In the distant past I worked in Unison’s health group. Whilst we were not quite fighting the national media off with a stick, it was normally possible to get a good issue running.
The press love an NHS story and my colleagues in health, over the way in "Strike Central" (as the Daily Mail once called our offices), know how to satisfy their cravings.
Moving over to education was a bit of shock. The phone went dead. Trying to get even progressive Fleet street journalists interested in support staff is very difficult indeed.
Education coverage has improved and Ed Balls and Michael Gove’s years certainly raised interest, but as a recent Ipsos MORI poll showed, there is a way to go.
Only 1 per cent of the population see education as the most important issue, whilst 15 per cent see it is one of the most important issues.
Compare this with health: some 17 per cent said health was the most important issue, and 49 per cent agreed it was one of the main issues. Remember, this poll followed a lot of media coverage on schools funding.
Rather than being shocked by the results, I was narked. Narked that we had only made a small dent in the car of public consciousness rather than whacked a hole in its bonnet.
Yes, I know you can’t trust polls... blah de blah... but there is no other evidence to suggest that we have resonated with the general public.
'We need a core message'
True, we are are fighting against 60 years of a system that has eulogised angelic nurses and lantern-jawed doctors, but are we also undermining ourselves by the competing messages we are sending out?
I was struck that on the day that the Ipsos MORI poll came out, in addition to stories about school funding, TES was running stories calling for increased cash to go to early years and also an article by the Association of Colleges calling for more funds for FE.
Add to this continued calls from higher education, which always wants more and usually gets it (increased student fees and the abolition of the cap on student numbers already having boosted its income).
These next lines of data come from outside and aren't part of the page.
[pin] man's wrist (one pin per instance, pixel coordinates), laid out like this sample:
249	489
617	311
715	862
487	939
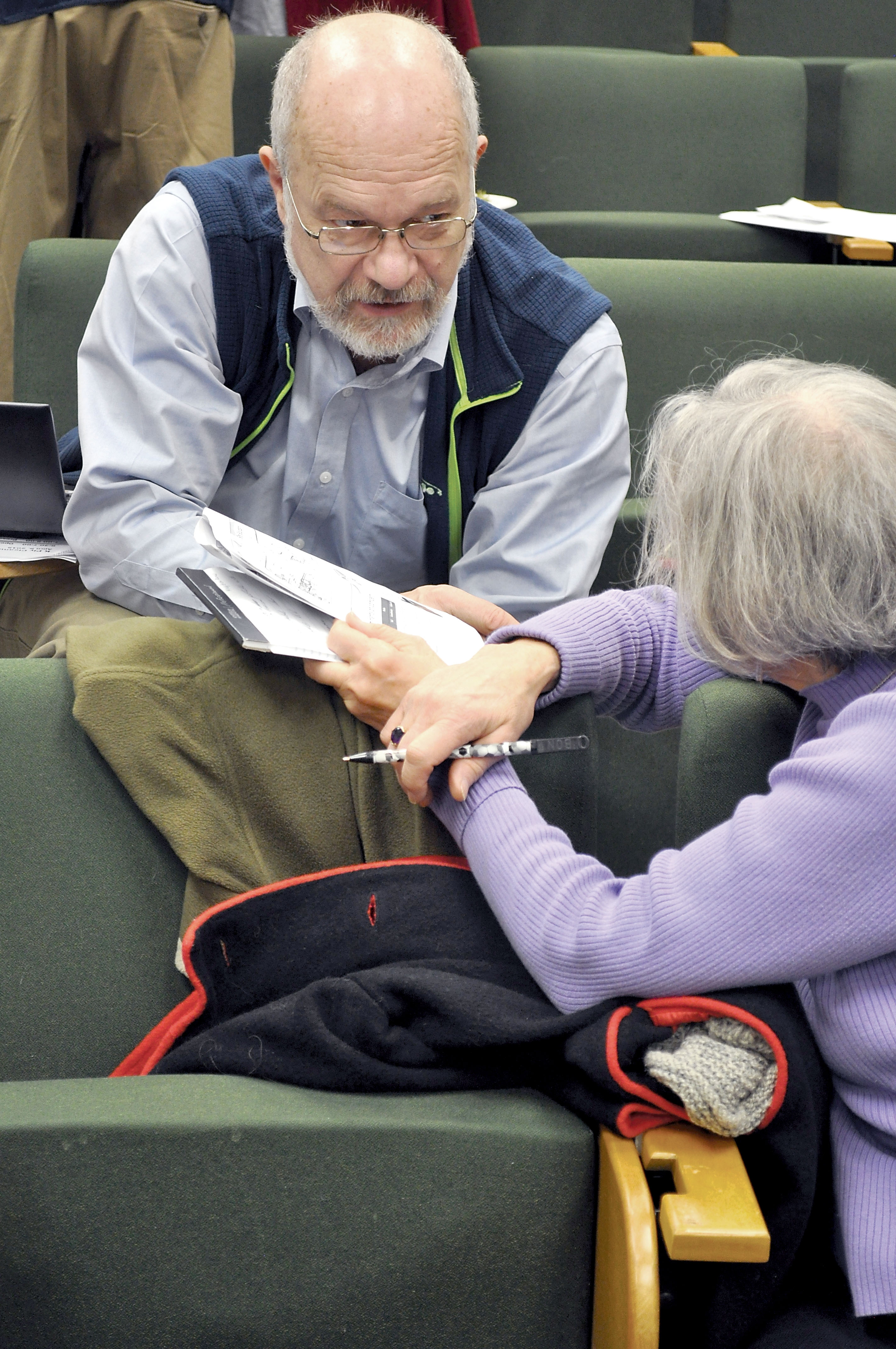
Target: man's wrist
540	663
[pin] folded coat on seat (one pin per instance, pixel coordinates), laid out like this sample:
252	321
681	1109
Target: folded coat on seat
397	977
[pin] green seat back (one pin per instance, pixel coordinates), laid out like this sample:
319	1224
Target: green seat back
667	234
91	898
656	25
578	130
254	75
682	322
868	135
811	27
59	285
733	734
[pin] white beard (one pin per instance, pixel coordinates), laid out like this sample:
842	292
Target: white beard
393	335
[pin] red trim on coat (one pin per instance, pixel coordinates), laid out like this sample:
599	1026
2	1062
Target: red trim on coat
670	1109
680	1011
143	1058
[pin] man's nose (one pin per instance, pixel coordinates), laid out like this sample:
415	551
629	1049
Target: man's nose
393	265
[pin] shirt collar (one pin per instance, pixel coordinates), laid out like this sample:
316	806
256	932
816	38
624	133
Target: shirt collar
431	354
863	676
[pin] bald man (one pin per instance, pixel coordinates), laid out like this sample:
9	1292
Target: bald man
338	344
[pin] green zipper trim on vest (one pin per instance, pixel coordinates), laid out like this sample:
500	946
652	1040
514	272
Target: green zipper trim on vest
463	405
272	409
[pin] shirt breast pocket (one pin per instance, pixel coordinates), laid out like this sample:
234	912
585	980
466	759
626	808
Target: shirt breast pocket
390	544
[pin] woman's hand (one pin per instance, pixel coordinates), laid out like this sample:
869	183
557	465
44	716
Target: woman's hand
380	667
489	698
479	613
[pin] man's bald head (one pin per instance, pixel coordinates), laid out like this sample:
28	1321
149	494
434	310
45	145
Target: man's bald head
367	83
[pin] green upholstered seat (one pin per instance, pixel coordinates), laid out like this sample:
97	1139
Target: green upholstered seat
219	1212
580	130
222	1213
811	27
59	284
656	25
733	733
667	234
682	322
253	79
868	135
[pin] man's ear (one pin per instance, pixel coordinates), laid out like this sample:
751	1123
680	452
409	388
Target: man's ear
276	177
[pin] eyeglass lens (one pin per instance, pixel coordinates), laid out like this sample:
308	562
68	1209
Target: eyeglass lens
357	239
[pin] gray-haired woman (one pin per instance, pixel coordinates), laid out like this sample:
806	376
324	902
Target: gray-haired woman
774	533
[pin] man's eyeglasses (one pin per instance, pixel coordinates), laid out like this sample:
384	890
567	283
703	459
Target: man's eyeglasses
360	239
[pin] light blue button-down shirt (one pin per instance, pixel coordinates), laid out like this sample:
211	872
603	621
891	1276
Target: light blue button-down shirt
338	471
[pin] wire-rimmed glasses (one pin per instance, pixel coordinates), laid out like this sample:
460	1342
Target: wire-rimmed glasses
343	241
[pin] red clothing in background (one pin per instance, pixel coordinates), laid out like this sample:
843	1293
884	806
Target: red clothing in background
453	17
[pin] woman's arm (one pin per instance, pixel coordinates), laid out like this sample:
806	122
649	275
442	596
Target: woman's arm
797	884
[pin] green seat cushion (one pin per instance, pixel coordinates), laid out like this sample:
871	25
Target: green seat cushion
658	25
254	75
91	896
667	234
223	1213
733	734
59	285
811	27
683	322
868	135
578	130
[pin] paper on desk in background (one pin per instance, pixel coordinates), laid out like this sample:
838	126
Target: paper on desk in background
820	221
36	550
331	590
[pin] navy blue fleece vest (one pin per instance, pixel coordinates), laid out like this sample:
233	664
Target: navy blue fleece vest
519	312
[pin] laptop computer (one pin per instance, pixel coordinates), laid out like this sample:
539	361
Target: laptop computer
33	494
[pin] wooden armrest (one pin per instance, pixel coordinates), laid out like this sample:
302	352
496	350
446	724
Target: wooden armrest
45	564
860	250
712	49
627	1281
867	250
714	1215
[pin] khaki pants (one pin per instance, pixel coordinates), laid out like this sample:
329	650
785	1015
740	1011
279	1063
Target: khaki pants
238	759
36	613
142	87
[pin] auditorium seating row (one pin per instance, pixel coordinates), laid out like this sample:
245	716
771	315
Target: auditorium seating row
752	27
232	1212
635	154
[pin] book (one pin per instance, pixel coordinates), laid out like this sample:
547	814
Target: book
276	598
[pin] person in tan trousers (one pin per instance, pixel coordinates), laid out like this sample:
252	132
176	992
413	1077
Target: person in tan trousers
98	104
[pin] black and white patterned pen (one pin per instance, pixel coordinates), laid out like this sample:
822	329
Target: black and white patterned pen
507	749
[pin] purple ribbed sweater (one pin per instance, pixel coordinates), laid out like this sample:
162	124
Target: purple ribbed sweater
798	886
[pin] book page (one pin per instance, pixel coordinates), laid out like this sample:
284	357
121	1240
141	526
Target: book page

Compare these competing messages with health’s simplicity: Save the NHS – increase funding now or your baby gets it (Labour by-election campaign in Copeland).
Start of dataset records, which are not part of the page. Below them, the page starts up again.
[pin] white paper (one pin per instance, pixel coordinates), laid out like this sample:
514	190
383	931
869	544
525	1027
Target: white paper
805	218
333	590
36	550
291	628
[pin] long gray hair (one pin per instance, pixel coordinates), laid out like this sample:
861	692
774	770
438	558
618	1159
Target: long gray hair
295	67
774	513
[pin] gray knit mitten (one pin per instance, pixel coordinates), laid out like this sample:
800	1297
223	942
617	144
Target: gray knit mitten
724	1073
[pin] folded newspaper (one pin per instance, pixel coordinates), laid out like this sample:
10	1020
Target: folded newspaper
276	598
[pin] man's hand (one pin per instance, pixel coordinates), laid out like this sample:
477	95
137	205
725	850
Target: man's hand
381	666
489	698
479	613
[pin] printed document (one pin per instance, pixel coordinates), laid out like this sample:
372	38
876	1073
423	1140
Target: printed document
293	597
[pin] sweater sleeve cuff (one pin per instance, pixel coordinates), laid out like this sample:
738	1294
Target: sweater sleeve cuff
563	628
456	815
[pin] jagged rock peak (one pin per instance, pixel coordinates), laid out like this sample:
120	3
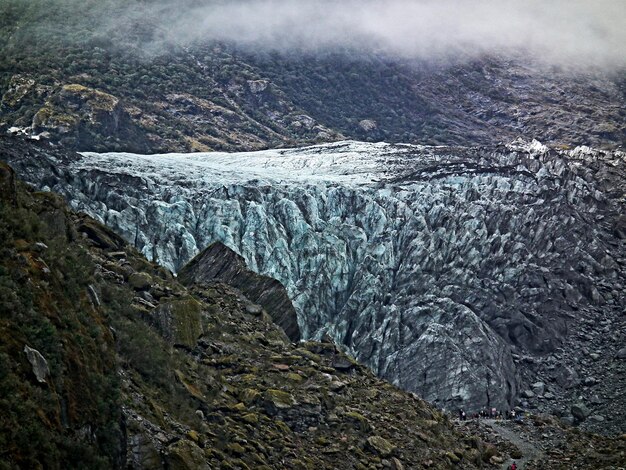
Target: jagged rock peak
219	263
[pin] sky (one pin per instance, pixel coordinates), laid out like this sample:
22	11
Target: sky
586	32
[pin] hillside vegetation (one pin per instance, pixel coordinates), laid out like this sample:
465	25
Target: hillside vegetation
107	362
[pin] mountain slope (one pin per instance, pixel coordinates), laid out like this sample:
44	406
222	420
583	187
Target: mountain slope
95	79
490	262
109	363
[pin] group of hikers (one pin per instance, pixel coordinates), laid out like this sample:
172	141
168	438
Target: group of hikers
493	413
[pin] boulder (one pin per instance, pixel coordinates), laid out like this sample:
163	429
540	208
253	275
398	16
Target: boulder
580	411
276	400
380	446
140	281
538	388
8	185
220	263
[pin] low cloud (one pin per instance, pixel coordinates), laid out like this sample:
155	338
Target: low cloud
585	32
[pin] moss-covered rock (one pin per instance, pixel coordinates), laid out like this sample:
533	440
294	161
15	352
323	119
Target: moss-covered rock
185	455
180	321
381	446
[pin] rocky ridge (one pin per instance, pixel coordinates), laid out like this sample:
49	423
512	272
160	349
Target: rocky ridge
108	362
174	95
491	262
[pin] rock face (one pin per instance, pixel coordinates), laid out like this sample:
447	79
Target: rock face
38	362
220	263
121	393
450	271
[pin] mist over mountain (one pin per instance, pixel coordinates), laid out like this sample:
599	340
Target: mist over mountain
172	76
430	192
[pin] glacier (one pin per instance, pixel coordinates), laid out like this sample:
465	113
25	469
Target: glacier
441	268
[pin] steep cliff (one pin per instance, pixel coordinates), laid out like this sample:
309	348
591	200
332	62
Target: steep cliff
465	275
107	362
220	263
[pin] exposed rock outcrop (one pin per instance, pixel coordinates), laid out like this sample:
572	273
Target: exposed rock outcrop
220	263
461	274
38	362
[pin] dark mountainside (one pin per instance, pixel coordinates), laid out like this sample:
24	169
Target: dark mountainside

"But education is more complex and diverse," you say. Erm, health encompasses community nursing, GPs, dentists, primary care, occupational therapy, huge district hospitals and an increasing host of private companies, all asking for more cash but doing so under the NHS banner.
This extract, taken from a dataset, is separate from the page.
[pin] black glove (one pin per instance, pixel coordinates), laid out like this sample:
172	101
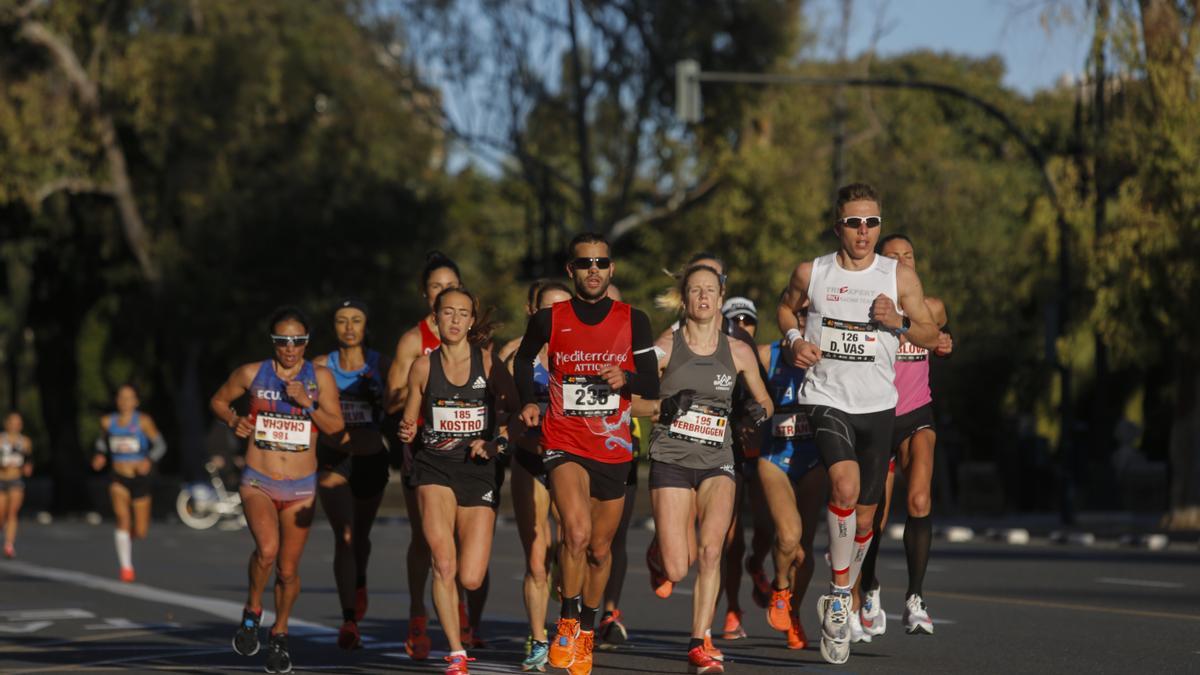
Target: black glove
755	411
675	406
I’m not saying we should give up – we absolutely need to press for more funding in the budget – and we need to keep education in the limelight. As Jonathan Simons has noted, simply hoping that education goes back to being overlooked carries enormous risks.
But, to keep education in the spotlight, maybe we need a common purpose and a central message.
"Increase education funding or you baby won’t get it" – no sure start, overcrowded primary schools, a narrow curriculum in a crumbling secondary school, a minimum-wage apprenticeship, an under-resourced FE college, a debt-laden university education and a wasteland that was once adult education.
Like health, education is cradle to the grave, and we should be shouting together – not competing for the same air.